How do the numbers stack up?
As I mentioned, the improved performance was apparent as soon as I started riding. The power delivery is smooth and linear just like before, which means the Dominar 400 will continue to offer a friendly feel, even to novice riders. But the 5PS bump has improved acceleration significantly. Of course, power to weight ratio has jumped from 192.3PS/tonne to a more impressive 217.4PS/tonne, which only means the Dominar is quicker, as confirmed by our VBOX test. In fact, the updated Dominar 400 is over half a second quicker to accelerate to 100kmph! I had clocked a 0-100kmph time of 8.4 seconds on the old Dominar 400, while the updated version managed the same in 7.6 seconds, which is very impressive. In-gear acceleration has improved as well, as the updated bike pulls harder in each gear. However, it is also worth noting that the improved acceleration will result in a minor yet noticeable drop in fuel efficiency.
The 2019 Bajaj Dominar 400 smoothens out a lot of rough edges on the original and in fact, this is what the Dominar should have always been.

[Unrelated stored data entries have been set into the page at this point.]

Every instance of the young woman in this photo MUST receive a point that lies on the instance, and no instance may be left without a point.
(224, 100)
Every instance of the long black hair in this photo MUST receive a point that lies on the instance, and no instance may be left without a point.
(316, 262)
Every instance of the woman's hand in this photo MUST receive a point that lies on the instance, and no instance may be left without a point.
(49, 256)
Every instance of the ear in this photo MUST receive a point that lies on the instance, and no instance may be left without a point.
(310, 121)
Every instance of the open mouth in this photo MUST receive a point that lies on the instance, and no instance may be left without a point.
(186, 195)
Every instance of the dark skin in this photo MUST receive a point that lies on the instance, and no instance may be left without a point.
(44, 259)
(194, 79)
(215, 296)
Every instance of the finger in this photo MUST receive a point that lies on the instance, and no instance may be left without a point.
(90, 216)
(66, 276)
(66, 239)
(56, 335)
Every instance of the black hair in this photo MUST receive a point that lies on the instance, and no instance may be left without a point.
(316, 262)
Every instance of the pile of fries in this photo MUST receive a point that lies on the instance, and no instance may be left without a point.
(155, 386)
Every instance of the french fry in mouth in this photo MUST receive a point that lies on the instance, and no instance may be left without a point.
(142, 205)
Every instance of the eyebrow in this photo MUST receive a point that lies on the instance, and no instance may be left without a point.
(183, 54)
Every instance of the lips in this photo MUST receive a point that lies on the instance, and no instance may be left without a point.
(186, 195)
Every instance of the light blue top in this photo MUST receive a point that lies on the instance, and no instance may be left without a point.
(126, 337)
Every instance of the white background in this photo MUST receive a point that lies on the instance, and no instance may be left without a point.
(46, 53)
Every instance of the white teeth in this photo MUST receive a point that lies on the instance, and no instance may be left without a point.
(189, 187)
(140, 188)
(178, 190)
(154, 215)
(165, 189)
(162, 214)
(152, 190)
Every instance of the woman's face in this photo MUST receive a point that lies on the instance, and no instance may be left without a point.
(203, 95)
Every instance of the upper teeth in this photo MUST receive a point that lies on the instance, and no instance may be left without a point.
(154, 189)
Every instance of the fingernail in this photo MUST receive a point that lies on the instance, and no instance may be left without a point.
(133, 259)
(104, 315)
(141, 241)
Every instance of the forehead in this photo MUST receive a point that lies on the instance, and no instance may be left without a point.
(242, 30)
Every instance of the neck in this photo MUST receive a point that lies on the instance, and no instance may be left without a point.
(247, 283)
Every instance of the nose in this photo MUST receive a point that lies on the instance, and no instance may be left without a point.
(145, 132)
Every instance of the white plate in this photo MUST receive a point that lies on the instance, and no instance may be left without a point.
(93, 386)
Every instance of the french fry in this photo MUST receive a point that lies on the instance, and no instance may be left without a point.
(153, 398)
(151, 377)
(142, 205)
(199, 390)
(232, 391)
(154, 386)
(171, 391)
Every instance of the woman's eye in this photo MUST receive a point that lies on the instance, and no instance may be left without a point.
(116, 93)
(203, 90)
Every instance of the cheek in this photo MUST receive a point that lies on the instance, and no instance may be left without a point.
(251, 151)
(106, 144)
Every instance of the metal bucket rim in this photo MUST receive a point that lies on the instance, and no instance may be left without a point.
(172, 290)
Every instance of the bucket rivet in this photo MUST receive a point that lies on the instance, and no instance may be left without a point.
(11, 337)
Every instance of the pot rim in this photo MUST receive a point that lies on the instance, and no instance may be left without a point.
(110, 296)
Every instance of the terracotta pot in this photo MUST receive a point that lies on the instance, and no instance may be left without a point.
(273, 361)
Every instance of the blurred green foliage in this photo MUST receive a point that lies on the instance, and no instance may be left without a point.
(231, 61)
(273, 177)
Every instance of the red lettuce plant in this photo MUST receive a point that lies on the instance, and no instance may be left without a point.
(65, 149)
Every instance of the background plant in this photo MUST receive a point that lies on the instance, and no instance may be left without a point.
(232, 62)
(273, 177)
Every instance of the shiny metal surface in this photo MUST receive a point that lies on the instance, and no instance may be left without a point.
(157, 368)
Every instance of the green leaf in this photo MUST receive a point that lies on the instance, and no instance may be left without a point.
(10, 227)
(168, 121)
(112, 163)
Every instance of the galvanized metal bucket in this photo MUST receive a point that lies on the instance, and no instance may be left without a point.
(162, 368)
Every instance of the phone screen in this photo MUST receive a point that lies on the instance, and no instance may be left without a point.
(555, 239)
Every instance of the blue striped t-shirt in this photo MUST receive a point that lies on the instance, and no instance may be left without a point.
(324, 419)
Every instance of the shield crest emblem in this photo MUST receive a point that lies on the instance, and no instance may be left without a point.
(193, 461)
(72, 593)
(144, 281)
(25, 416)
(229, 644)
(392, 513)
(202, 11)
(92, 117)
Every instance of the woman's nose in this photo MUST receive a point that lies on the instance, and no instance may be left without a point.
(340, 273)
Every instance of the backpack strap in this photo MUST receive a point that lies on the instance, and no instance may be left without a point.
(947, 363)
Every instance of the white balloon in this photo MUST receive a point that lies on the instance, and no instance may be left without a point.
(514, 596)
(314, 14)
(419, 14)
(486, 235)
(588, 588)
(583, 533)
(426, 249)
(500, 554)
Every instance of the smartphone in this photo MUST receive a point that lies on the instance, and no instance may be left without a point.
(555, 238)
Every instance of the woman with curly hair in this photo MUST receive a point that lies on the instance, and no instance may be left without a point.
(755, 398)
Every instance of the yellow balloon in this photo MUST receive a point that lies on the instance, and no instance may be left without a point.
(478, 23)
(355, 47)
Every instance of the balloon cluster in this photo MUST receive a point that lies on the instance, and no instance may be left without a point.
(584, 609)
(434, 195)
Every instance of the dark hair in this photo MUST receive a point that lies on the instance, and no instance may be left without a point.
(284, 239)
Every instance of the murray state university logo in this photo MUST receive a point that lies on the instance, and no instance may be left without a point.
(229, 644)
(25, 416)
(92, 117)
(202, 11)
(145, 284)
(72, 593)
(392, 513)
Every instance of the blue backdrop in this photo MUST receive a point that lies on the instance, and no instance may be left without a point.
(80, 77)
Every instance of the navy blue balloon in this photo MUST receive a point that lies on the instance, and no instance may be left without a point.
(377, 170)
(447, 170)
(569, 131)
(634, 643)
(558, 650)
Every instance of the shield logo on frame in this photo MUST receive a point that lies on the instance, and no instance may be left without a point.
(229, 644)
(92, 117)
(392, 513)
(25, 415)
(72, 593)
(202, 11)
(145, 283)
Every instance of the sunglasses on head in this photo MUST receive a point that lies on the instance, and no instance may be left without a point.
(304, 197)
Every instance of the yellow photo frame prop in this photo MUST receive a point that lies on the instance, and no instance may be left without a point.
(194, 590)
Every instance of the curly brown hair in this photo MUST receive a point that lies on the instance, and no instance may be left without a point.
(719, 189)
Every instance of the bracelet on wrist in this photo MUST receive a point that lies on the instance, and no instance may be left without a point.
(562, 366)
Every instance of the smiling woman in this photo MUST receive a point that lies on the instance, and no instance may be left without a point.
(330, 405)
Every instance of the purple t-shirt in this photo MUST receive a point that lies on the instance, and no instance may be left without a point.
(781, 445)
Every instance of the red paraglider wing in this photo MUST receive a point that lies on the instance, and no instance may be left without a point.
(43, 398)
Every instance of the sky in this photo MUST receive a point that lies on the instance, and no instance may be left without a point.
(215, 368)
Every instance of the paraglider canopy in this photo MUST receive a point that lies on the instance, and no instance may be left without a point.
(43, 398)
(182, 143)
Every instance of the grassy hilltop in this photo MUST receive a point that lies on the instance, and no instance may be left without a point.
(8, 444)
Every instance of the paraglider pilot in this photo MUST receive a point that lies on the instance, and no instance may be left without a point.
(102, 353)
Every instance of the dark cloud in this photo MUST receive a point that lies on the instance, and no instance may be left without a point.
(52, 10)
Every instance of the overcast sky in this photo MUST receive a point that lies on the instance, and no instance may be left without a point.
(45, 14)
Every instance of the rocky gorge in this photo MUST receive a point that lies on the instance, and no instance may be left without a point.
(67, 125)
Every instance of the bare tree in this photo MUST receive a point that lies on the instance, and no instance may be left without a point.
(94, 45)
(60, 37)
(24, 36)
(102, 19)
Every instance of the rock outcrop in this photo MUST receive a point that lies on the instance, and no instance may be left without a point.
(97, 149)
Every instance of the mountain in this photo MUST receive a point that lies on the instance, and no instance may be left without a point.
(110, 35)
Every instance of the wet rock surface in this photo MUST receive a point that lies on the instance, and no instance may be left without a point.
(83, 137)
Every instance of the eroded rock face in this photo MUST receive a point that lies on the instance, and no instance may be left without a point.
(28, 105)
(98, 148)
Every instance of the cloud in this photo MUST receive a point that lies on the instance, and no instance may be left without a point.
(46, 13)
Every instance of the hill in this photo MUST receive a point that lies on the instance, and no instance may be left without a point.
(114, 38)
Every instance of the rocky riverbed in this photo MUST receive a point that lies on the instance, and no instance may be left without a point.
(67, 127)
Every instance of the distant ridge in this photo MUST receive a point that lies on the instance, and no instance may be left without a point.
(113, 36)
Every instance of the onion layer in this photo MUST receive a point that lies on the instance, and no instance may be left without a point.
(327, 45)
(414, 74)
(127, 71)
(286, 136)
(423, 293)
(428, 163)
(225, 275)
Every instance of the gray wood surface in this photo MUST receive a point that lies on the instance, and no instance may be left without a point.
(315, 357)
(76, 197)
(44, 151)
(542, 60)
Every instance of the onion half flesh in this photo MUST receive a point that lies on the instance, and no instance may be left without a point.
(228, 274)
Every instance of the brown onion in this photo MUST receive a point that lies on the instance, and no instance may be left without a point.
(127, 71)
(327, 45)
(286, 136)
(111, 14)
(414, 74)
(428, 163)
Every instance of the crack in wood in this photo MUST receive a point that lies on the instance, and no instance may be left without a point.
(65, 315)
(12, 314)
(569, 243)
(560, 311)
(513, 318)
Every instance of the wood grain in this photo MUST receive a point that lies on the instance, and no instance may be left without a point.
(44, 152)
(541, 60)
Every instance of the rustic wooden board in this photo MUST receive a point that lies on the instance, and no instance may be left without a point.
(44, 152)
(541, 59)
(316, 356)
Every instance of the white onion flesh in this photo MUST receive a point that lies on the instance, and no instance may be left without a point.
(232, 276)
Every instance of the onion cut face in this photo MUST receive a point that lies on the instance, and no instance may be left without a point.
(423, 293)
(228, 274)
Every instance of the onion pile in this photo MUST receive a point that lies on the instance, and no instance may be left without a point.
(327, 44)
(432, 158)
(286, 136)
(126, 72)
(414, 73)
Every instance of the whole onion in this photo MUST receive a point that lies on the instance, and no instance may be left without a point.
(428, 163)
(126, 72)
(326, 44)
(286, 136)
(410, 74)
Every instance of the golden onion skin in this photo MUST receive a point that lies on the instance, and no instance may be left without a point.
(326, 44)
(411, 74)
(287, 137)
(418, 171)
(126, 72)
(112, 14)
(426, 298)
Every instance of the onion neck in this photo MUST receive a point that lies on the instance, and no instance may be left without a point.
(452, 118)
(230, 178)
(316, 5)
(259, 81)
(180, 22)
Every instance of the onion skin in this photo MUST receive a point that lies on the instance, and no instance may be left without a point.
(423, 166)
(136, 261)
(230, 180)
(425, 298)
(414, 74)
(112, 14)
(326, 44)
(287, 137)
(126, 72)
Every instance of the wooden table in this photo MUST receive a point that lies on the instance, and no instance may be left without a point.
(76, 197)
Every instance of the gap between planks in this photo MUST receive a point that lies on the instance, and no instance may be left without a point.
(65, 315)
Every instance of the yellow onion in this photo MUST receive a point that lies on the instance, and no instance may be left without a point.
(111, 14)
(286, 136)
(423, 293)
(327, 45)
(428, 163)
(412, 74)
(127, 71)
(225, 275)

The updates make it a more wholesome and a more compelling package as it feels sportier and more fun to ride, while also feeling more comfortable. The updates though will command a premium upside down forks and a DOHC head are fairly expensive additions and we expect the updated Dominar 400 to retail at about Rs 1.80 lakh ex-showroom.
That is a hike of about Rs 17,000 given the outgoing version's price of Rs 1.63 lakh but for the money you get a motorcycle that ticks more boxes now and is more appealing. Interestingly, if priced around the Rs 1.80 lakh mark, the Dominar 400 will still undercut most 300-400cc bikes in the country like the TVS Apache RR 310, Honda CB300R, KTM 250 Duke and 390 Duke as also the BMW G 310 R. That should make for an interesting comparison test!